* March trade deficit at $146 mln vs yr-ago $253 mln deficit
* March electronics imports down 4.3 pct yr/yr
* Q1 trade deficit $1.85 bln
MANILA, May 27 (Reuters) - Philippine imports in March rose 9.6 percent from a year earlier, the statistics agency said on Tuesday.
KEY DATA Mar Feb Jan Dec Nov Oct Imports ($ bln) 5.43 4.79 5.96 5.45 5.59 4.84 yr/yr chg (pct) 9.6 1.7 24.7 2.7 7.4 -8.2
NOTE: Previous data for 2014 were revised. The Philippine Statistics Authority has revised the trade data series for 2013 and is in the process of reworking data for 2012 and earlier years.
- Top imports in March were mineral fuels, lubricants and related materials, accounting for 23.6 percent of total. Mineral fuel imports climbed an annual 23.3 percent to $1.28 billion during the month.

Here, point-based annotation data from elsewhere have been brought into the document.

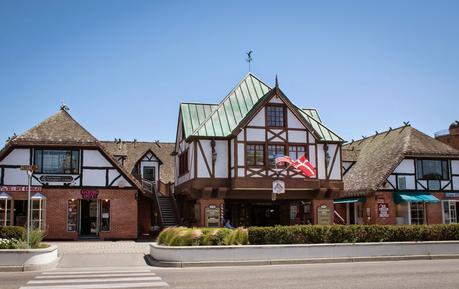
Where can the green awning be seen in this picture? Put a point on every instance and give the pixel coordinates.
(349, 200)
(415, 197)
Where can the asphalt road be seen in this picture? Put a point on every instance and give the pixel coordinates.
(435, 274)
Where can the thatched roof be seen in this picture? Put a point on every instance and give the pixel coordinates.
(378, 155)
(134, 152)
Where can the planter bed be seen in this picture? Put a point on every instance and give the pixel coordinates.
(28, 259)
(182, 256)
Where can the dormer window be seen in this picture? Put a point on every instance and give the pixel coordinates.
(275, 115)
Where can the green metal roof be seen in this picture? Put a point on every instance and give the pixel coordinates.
(220, 120)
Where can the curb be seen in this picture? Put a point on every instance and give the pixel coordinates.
(158, 263)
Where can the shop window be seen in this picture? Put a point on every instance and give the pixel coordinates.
(148, 173)
(295, 152)
(417, 213)
(5, 209)
(255, 155)
(57, 161)
(275, 116)
(72, 215)
(275, 151)
(105, 216)
(450, 211)
(38, 209)
(183, 163)
(432, 170)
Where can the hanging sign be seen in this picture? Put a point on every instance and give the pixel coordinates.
(89, 194)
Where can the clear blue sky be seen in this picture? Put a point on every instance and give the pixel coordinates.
(123, 67)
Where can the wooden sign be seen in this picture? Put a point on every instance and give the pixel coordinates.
(89, 194)
(323, 215)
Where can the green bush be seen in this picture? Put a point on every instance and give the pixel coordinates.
(311, 234)
(182, 236)
(12, 232)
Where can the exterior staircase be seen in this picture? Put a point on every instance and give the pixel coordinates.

- Imports of electronic parts in March, the second top shipment, fell 4.3 percent from a year earlier, to $1.2 billion.
- Electronics imports are components used by the semiconductor and electronics industry, the biggest export sector and a major contributor to the economy.

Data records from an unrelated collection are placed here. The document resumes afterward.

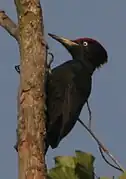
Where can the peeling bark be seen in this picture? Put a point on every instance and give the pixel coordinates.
(31, 98)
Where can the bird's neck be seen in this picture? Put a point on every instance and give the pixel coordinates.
(87, 65)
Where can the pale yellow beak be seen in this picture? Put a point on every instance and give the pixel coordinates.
(66, 42)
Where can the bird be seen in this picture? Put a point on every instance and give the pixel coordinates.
(69, 86)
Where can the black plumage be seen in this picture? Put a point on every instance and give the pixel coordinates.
(69, 86)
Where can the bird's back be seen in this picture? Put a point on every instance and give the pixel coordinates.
(68, 89)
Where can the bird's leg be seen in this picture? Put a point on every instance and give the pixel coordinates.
(90, 115)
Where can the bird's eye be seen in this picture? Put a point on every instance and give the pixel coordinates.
(85, 44)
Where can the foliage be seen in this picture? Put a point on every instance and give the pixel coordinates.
(80, 166)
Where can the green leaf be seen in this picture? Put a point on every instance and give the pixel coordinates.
(67, 161)
(62, 173)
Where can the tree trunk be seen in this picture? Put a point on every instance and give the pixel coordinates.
(31, 99)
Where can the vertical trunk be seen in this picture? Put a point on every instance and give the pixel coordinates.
(31, 100)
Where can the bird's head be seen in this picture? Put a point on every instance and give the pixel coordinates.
(84, 49)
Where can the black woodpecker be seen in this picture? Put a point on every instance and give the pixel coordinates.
(69, 86)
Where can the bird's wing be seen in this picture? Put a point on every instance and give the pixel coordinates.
(66, 98)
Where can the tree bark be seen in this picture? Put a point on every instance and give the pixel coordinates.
(31, 99)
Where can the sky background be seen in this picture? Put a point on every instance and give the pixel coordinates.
(102, 20)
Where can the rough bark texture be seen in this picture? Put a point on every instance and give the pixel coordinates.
(31, 126)
(31, 99)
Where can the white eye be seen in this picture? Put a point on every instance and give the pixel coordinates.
(85, 44)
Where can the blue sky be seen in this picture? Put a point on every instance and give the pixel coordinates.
(102, 20)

- The country had a trade deficit of $146 million in March, bringing the trade gap in the first quarter to $1.85 billion.
- The electronics industry group has forecast electronic exports will grow 5 percent this year.

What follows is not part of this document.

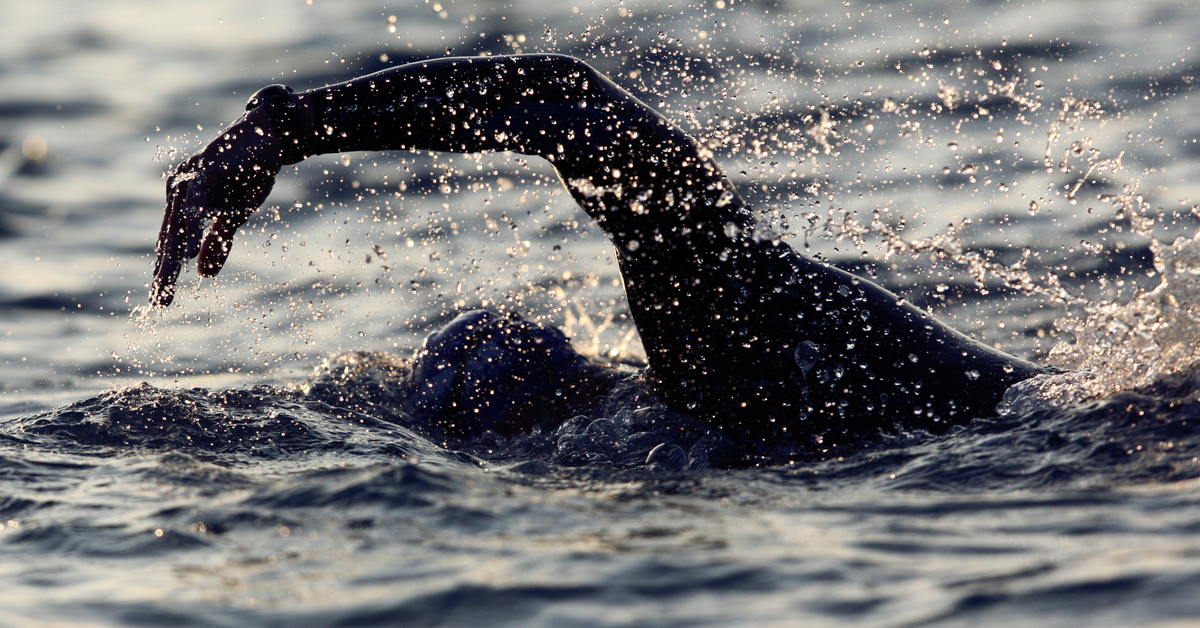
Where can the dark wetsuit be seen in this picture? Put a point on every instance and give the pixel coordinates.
(741, 330)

- The Philippine Statistics Authority has revised trade data for 2013 after including figures that weren’t captured earlier, and will also revise trade numbers for previous years.
- Based on the new revised data, the Philippines had a trade deficit of $5.71 billion in 2013, much lower than the previously reported deficit of $7.85 billion.
- The central bank’s latest estimates show Philippine exports are expected to rise 6 percent this year, and imports to grow 6 percent.
- The destruction wrought in the central Philippines in November by super typhoon Haiyan, one of the strongest to ever hit land, could spur more imports of construction materials for rebuilding of communities, Philippine officials have said.
- Officials have set an economic growth target of 6.5-7.5 percent this year, after growth of 7.2 percent in 2013.